Sora hated it when he did that. She could see that there was something there he was battling with, just as she had seen when he left their group five years ago. He pulled away from her and she couldn't understand it. Sora had done everything she could to show him her feelings and he had graciously returned them; proclaimed them; but then these little moments were what mattered. In the eyes of an audience, he was a different person. Who was she to deny him that, though? Everyone had their opposing faces. Suddenly, she felt as lost as he looked.
"I don't believe you," she stated firmly. She rarely spoke so honestly, but he worried her. Constantly. She loved him, after all. Didn't she? She had come this far, so she had to. She had long admitted the 'trophy girlfriend' effect was a pleasurable side effect of their entire affair, but she knew in her heart that wasn't the real reason.
"It's growing cold out, isn't it?" he said. Inside he was thinking, I can't let the way she treated me define who I am. I promised Gabumon I wouldn't. I promised everyone I would be happy. I am happy.
Sora gave a frustrated sigh, throwing her hands in her lap. "Do you love me?"
"I said that didn't I?"
"...you did," she replied.
"...do you... love me, Sora?" Yamato questioned.
Sora was a little dumbfounded. How many times had she...? Okay, well she had never said it. Had he realized that, too? "I do."
"Say it, then," Yamato demanded, looking her in the eyes for the first time that evening.
"I can't now that you ordered me to," she whispered, curling her fingers under her palms. "We're tired. Why don't we call it a day?"
Yamato took out a cigarette. She watched him light it and wondered why someone who had been so adamant about it, critisized his own father for it, was now doing it. "Yeah," he replied with a breath of poison.

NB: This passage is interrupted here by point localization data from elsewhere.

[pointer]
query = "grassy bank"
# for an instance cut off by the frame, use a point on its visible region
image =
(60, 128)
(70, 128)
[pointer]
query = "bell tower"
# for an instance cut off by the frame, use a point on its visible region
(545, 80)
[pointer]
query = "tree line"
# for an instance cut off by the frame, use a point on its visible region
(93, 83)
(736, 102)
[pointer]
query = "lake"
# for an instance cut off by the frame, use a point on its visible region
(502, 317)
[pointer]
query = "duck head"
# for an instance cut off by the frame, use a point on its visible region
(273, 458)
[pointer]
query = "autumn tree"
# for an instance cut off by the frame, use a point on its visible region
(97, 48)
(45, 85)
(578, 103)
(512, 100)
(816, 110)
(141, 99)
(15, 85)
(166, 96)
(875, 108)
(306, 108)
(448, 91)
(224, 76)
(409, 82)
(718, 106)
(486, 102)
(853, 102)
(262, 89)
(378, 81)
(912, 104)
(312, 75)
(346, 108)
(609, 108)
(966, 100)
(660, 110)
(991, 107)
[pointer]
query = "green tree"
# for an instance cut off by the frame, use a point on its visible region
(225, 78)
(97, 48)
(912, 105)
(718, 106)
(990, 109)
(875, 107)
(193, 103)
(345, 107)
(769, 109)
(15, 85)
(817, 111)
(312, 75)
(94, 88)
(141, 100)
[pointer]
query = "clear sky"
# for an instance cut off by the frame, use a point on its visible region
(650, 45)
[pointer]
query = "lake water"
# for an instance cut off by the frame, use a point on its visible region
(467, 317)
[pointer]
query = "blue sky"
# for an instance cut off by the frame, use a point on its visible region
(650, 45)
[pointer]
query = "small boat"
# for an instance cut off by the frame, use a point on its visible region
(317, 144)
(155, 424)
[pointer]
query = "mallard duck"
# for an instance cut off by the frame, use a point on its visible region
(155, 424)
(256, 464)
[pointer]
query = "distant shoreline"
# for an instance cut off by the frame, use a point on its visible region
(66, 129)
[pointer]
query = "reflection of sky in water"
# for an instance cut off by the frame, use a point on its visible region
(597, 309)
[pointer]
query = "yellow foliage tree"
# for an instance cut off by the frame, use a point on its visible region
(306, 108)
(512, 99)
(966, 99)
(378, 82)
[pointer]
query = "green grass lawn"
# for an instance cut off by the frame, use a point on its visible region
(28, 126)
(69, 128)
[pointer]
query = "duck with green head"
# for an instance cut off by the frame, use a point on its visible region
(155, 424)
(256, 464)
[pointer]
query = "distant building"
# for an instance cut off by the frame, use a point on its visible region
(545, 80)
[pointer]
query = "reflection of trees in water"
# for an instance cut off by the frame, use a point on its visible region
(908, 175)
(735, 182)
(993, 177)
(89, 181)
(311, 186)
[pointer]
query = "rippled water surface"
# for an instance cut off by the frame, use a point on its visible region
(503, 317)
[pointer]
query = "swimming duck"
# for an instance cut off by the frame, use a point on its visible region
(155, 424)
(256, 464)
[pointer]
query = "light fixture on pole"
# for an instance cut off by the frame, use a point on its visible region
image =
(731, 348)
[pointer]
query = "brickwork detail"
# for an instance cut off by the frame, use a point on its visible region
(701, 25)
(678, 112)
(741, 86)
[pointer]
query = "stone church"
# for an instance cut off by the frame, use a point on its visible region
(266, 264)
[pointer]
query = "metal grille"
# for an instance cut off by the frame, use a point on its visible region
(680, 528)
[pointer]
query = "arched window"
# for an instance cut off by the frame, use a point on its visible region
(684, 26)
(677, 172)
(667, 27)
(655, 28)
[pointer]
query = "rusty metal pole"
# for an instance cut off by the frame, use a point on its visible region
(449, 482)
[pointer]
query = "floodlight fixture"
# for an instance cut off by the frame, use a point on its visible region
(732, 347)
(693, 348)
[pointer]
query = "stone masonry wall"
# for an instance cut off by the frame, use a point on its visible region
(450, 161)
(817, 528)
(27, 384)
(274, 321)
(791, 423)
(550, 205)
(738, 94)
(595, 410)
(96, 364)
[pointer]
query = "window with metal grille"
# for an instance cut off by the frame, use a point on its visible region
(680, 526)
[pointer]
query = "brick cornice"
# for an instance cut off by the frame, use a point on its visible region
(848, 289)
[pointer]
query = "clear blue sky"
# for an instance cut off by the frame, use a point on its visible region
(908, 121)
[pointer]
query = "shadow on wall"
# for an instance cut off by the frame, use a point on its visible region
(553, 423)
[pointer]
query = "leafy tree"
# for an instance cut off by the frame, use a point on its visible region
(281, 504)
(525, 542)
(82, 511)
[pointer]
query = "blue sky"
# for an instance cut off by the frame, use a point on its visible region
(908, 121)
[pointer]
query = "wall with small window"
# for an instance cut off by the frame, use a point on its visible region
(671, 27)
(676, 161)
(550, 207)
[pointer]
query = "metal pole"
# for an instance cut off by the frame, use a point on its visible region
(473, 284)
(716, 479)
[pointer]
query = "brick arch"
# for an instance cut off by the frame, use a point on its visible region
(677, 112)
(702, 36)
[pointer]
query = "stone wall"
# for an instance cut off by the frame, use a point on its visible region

He switched the hand the cigarette was in to avoid blowing smoke her direction, then used the free fingers to entrlace with hers.
So caring and so mean with the same gesture, she thought, standing, letting go of him. "Good evening, Yamato. Sleep well."
Had she intended that to sound so cruelly? Probably not. He hadn't made his sleep problems apparent to anyone, so how could she say it with malice? "I love you, Sora," he replied.
Sora made a noise akin to a squeak as she walked away. On her way home, she couldn't get the thought of him sitting alone in the park shaken from her mind, because she had glanced back several times and he hadn't even shifted the one leg so precisely tossed over the other even once. Hell, she expected he was barely breathing.
I love you. How hard is it to say? You love him. Your crest is love. You were raised in a house full of love. What's wrong with you, Sora? she asked herself.